- Theatrical release poster
- Directed by: Gregory Nava
- Screenplay by: Gregory Nava Anna Thomas
- Produced by: Anna Thomas
- Starring: William Hurt; Timothy Hutton; Melissa Leo; Stockard Channing;
- Cinematography: James Glennon
- Edited by: Betsy Blankett Milicevic
- Music by: Music score: Ennio Morricone Featured music: Giuseppe Verdi
- Production company: Nelson Entertainment
- Distributed by: Columbia Pictures
- Release date: April 22, 1988 (United States);
- Running time: 118 minutes
- Country: United States
- Language: English
- Budget: $8,500,000
- Box office: $1,212,487

= A Time of Destiny =

1988 film by Gregory Nava

A Time of Destiny is a 1988 American war drama film directed by Gregory Nava and written by Nava and Anna Thomas. The story is based on the opera La forza del destino by Giuseppe Verdi. The motion picture was executive produced by Shep Gordon and Carolyn Pfeiffer. It features original music by veteran composer Ennio Morricone. The film starred William Hurt, Timothy Hutton, Melissa Leo and Stockard Channing.

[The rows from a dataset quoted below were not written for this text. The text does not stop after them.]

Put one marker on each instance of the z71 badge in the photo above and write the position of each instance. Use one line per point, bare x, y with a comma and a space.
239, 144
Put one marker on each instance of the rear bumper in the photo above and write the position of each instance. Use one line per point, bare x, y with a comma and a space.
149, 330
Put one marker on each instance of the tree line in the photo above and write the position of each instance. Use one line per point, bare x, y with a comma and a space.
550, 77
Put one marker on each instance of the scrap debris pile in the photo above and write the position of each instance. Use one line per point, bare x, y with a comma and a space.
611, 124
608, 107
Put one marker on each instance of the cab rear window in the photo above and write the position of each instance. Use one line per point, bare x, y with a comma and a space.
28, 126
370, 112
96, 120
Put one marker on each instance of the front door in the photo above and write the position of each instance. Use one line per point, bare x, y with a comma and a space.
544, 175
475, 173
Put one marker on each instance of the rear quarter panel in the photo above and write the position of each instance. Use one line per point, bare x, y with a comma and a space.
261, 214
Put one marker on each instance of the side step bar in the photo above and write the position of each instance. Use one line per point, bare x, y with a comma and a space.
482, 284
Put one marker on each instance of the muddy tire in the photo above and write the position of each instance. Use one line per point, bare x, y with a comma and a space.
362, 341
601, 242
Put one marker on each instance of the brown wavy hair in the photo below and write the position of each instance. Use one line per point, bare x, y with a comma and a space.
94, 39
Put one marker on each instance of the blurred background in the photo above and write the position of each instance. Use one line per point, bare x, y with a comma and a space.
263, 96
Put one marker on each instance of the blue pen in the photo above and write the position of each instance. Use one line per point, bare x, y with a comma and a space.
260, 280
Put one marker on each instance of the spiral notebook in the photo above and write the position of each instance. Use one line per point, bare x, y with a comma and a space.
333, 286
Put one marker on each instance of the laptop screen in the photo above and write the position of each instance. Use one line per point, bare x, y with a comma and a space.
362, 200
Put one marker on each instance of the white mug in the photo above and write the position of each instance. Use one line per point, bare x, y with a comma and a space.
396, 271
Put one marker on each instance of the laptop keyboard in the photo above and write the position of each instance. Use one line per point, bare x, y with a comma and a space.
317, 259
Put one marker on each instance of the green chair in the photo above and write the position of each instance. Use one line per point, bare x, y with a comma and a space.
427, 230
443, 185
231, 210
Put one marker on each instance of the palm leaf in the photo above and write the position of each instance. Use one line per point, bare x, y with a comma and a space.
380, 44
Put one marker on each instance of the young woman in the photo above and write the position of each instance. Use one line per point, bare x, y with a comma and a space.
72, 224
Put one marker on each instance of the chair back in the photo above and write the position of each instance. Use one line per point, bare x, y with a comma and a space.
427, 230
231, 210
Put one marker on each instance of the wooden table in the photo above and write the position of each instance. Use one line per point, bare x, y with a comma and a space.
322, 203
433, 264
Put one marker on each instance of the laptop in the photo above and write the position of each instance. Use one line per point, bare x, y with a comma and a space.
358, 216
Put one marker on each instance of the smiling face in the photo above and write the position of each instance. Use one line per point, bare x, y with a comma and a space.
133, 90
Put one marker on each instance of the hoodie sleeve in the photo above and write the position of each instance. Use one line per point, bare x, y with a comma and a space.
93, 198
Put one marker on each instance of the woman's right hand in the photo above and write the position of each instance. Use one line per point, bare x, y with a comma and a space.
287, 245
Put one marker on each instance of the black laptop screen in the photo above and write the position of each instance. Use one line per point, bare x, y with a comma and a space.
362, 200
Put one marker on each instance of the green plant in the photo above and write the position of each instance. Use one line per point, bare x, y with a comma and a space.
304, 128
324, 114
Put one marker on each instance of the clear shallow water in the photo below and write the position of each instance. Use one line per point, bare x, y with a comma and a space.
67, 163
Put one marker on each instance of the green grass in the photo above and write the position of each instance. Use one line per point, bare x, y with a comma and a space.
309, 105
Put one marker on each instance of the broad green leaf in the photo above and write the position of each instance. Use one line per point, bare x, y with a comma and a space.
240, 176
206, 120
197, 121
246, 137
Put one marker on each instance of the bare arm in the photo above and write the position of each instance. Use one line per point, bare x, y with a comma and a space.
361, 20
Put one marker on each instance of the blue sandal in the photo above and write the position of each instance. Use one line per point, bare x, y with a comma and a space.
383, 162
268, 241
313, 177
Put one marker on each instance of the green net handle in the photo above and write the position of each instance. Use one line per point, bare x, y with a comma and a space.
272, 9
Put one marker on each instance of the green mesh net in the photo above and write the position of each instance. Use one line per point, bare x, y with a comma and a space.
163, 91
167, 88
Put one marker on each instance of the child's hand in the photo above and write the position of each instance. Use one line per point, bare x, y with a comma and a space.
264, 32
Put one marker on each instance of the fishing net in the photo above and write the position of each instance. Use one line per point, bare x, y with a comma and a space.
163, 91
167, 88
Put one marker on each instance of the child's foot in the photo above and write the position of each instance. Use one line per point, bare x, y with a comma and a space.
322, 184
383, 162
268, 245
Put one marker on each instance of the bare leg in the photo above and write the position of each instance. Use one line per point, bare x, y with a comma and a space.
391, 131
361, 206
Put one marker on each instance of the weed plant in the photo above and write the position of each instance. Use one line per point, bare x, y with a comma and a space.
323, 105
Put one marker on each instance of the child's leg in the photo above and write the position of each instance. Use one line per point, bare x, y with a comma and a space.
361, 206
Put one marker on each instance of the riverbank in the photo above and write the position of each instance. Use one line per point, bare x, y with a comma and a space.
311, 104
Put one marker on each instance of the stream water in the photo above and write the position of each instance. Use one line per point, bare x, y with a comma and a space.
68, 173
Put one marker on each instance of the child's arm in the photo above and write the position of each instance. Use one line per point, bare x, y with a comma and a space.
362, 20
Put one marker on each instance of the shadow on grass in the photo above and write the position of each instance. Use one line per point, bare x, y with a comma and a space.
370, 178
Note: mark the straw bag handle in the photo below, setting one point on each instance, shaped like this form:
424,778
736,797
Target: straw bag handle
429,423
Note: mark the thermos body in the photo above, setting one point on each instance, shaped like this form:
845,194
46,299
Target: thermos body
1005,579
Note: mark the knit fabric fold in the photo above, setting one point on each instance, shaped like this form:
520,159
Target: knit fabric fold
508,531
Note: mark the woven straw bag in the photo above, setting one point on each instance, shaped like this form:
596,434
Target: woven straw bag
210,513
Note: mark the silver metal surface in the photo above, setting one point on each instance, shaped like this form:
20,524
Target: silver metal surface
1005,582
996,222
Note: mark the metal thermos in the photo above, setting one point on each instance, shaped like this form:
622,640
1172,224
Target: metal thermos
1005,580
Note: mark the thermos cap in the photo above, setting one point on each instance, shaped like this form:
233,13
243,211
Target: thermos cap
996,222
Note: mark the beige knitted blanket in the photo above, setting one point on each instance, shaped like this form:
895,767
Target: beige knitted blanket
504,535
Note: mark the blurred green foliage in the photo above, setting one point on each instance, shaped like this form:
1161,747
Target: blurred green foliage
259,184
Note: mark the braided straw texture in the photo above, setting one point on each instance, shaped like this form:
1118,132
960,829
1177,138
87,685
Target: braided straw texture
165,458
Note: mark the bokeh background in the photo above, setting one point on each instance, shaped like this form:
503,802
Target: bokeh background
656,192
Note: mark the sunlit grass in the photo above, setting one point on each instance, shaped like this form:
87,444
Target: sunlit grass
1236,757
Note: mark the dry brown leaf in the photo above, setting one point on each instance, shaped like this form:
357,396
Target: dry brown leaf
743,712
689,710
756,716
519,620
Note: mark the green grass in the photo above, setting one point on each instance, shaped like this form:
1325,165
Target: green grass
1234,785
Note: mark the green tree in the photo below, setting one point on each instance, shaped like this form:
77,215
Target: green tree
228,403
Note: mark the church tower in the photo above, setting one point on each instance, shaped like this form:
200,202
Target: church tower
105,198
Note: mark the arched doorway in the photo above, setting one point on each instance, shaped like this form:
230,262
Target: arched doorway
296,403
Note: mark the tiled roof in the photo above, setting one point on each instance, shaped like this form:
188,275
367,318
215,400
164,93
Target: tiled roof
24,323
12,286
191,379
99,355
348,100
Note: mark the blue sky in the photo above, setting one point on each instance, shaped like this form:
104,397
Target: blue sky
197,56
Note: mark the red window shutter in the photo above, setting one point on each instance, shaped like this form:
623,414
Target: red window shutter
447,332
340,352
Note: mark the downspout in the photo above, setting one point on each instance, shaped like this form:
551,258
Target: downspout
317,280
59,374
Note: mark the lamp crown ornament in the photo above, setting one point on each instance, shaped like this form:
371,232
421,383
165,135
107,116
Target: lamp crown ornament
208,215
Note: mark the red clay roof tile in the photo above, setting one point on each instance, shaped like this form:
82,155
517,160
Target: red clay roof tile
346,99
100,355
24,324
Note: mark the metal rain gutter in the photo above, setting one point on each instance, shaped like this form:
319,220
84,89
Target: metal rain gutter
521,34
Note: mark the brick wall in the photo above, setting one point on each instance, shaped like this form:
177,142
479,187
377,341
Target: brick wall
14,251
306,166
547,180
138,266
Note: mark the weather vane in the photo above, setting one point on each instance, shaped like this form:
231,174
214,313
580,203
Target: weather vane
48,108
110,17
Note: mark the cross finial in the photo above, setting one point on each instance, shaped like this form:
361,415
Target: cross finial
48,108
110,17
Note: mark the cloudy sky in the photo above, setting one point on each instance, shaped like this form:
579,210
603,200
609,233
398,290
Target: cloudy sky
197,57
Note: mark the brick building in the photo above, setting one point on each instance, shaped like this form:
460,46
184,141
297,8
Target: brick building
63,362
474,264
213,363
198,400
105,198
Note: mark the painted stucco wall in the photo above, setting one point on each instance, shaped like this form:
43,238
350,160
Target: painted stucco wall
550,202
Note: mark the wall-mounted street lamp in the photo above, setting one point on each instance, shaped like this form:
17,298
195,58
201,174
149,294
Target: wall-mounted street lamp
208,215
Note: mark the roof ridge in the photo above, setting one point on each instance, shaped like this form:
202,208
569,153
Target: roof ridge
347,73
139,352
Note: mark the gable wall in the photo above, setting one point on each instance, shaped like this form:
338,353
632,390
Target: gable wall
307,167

Set during World War II in Italy and San Diego, the film tells of two friends who become enemies during the war.

==Plot==
Soldiers Martin and Jack are very good friends during World War II. While their friendship grows, they do not realize they are brothers-in-law. Martin eventually learns that Jack is married to his sister Josie.

When Jack and Josie elope, Jorge, her Basque immigrant father, tracks them down and abducts his daughter in order to dominate her with his "old-world" notions of marriage. However, when Jorge drowns in a lake after an auto accident, Martin (the black-sheep of the family) returns home and learns of his father's death. He vows revenge after he learns Jack has become his sworn enemy. Martin gets himself assigned to Jack's infantry platoon in Italy in order to seek vengeance.

==Cast==
- William Hurt as Martin Larraneta
- Timothy Hutton as Jack
- Melissa Leo as Josie Larraneta
- Francisco Rabal as Jorge Larraneta
- Concha Hidalgo as Sebastiana
- Stockard Channing as Margaret
- Megan Follows as Irene
- Frederick Coffin as Ed
- Peter Palmer as Policeman
- Kelly Pacheco as Young Josie
- Barry Miliefsky (actor) as young Navy sailor.

==Distribution==
The film was released in a limited basis on April 22, 1988. The box office opening weekend was $509,397 (216 screens).

Box office sales were disappointing. Total sales for the domestic run were $1,212,487 and in its widest release the film was shown in 220 screens. The film closed on June 23, 1988.

==Filming locations==
Filming locations included: Istria Peninsula, Croatia; País Vasco, Spain; and San Diego, California.

==Reception==

===Critical response===
Roger Ebert, film critic for the Chicago Sun-Times, liked the film but questioned the complex screenplay. Yet, Ebert was appreciative of the acting and wrote, "You see what I mean when I call the movie operatic. It glories in brooding vengeance, fatal flaws of character, coincidence and deep morality. Its plot is so labyrinthine that it constitutes the movie's major weakness; can we follow this convoluted emotional journey? Its passions are so large that they are a challenge to actors trained in a realistic tradition, but Hurt, who has the most difficult passages, rises to the occasion with one of the strangest and most effective performances he has given." His television partner Gene Siskel hated the film and put it on his worst of 1988 list.

Vincent Canby was not so kind to the filmmakers or the actors. He wrote in his review for The New York Times, "The movie includes some big, unimpressive battle scenes, a number of orangey sunsets, a lot of comic-strip dialogue ('I'm going to get revenge!' 'He's dead - he'll never forgive me now') and one memorable moment in which the silhouette of a gentle, southern California mountain range fades into the silhouette of a man lying on his death bed. The performances are not good."

The Washington Post was just as tough on Nava and Thomas. Film critic Rita Kempley said, "Hurt's role as a vengeful psycho churns up this laughable purple potboiler, but even the perennial Oscar nominee can't save it from itself."

==Soundtrack==
An original motion picture soundtrack was released on September 19, 1988, by Virgin Records. The CD, which has eighteen tracks, features original music composed for the film by Ennio Morricone. The recording includes orchestral sounds and several selections of Edda Dell'Orso's vocals. Selections from this soundtrack (mainly the track “Love and Dreams”) were used for the trailer of the film Wyatt Earp.